Egypt is one of the heaviest economies in Africa. With a GDP of $404 billion, Egypt is undeniably one of the most advanced economies of the continent, and the United States has always had a particular strategic interest in the pharaohs of Africa. The most recent data from the U.S. Department of Commerce shows that Egypt is the largest recipient of U.S. direct investment in Africa at the end of 2020 and fifth in the Middle East after Israel, the UEA, Qatar, and Saudi Arabia. Indeed, the United States has an investment of over $2.3 billion in the Egyptian market spread across sectors as of January of last year.

American firms are active in most economic sectors in Egypt, primarily oil and gas and production, with Apache Corporation, Chevron Corporation, Exxon Mobil, Halliburton, and IPR Energy Group operating in the market. Manufacturing represents the second largest beneficiary of American investment, accounting for 29% of American non-petroleum capital and 22% of the number of companies operating with U.S. capital in Egypt. Although Egypt is a country mainly covered by the Sahara Desert, its agricultural sector remains an important sector of its whole economy. Indeed, agriculture accounts for 28% of all jobs in Egypt and 11.3% of its GDP. Egypt heavily imports agricultural commodities such as wheat, soybeans, and corn. The United States invested $1.4 billion in the Egyptian agricultural market since 1978. Since then, USAID has provided technical assistance to more than 500,000 smallholder farmers, enabled farmers to purchase land, improved farm management techniques and access to financial services, and liberalized agricultural markets.

Source: Bureau of Economic Analysis

Egyptian markets are still facing challenges and American investments can improve some of these market conditions. For example, it is quite difficult to do business in Egypt. The market conditions to do business, especially for foreign investors can be tedious. Excessive bureaucracy, shortage of skilled labor, limited access to credit, expansive intellectual property issues, and corruption remain present in Egyptian markets, which can impede market efficiency. Thus, to improve the ease of doing business and increase foreign direct investment, the GoE in coordination with the IMF has introduced significant reforms since 2016, including floating the local currency, introducing a value-added tax system, and implementing various laws related to investment, bankruptcy, and capital markets. In 2021, the U.S. direct investment position in Egypt (outward) was $11.7 billion, an increase of 6.3% from 2020. And the direct investment position from Egypt in the United States (inward) was $48 million, an increase of 108.7% from 2020.
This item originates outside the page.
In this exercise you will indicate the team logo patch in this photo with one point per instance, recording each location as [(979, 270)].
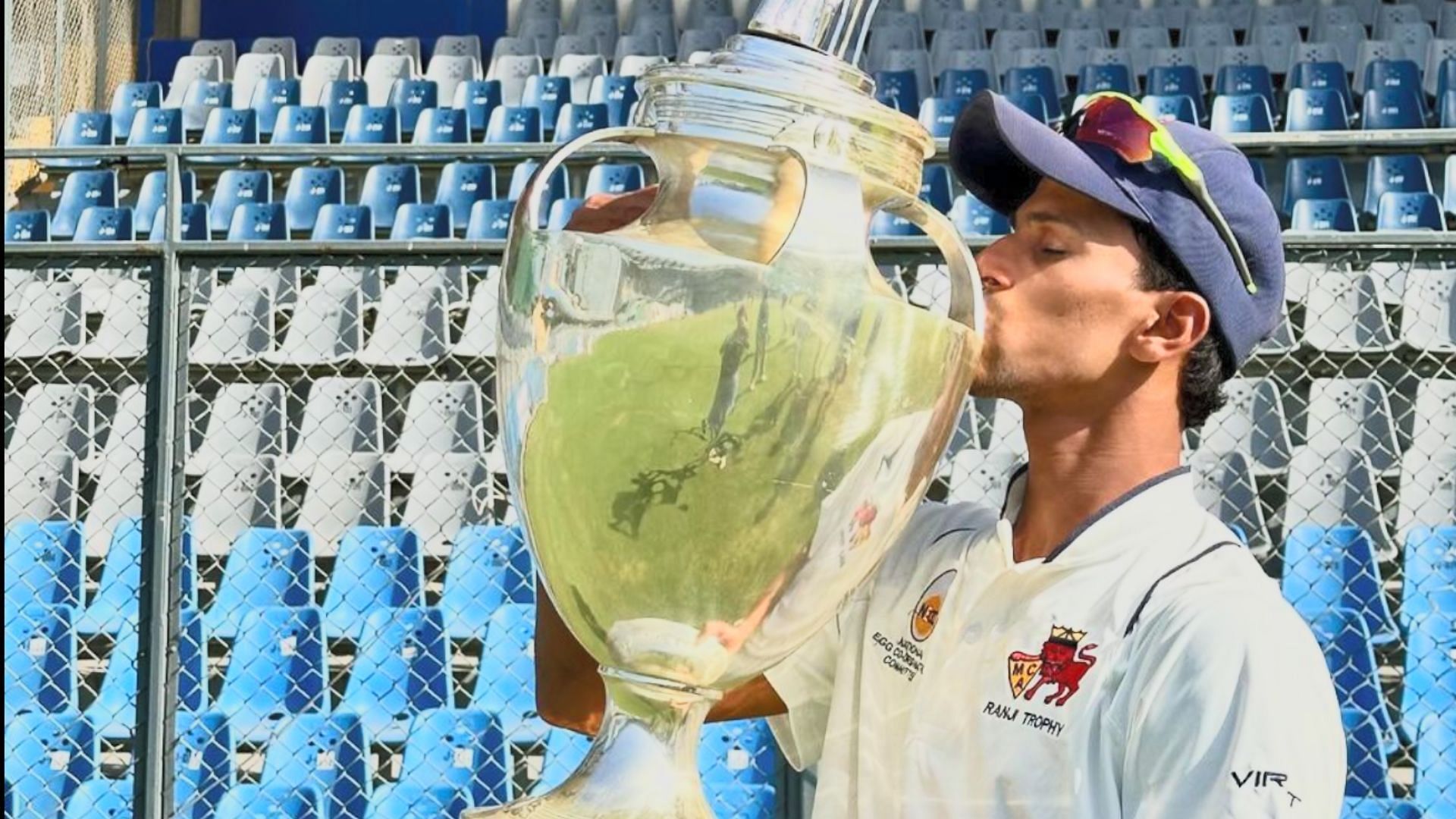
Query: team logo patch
[(1059, 664), (928, 608)]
In that same year, in 2021, Egypt’s government announced plans to launch a second round of economic reforms aimed at increasing the role of the private sector in the economy, addressing long-standing customs and trade policy challenges, and modernizing its industrial base, and increasing exports. As a result of the government’s increased focus on infrastructure development, Egypt’s $259 billion project finance pipeline is the third-largest in the Middle East and the largest in Africa as of March 2022.

Moreover, the Egyptian government loosened the legal conditions for real estate ownership by non-Egyptians. Indeed, under Law 230/1986, the main conditions are (1) real estate ownership is limited to two real estate properties in Egypt that serve as accommodation for the owner and his family in addition to the right to own real estate needed for activities licensed by the Egyptian government; (2) the area of each real estate property does not exceed 4,000; (3) the real estate is not considered a historical site. These conditions remain tight under most circumstances, which could the expansion of real estate ownership by foreign investors. A loosened set of conditions for the Egyptian real estate market could incentivize investors to increase capital investments in that market as well as in other aspects of the Egyptian capital market.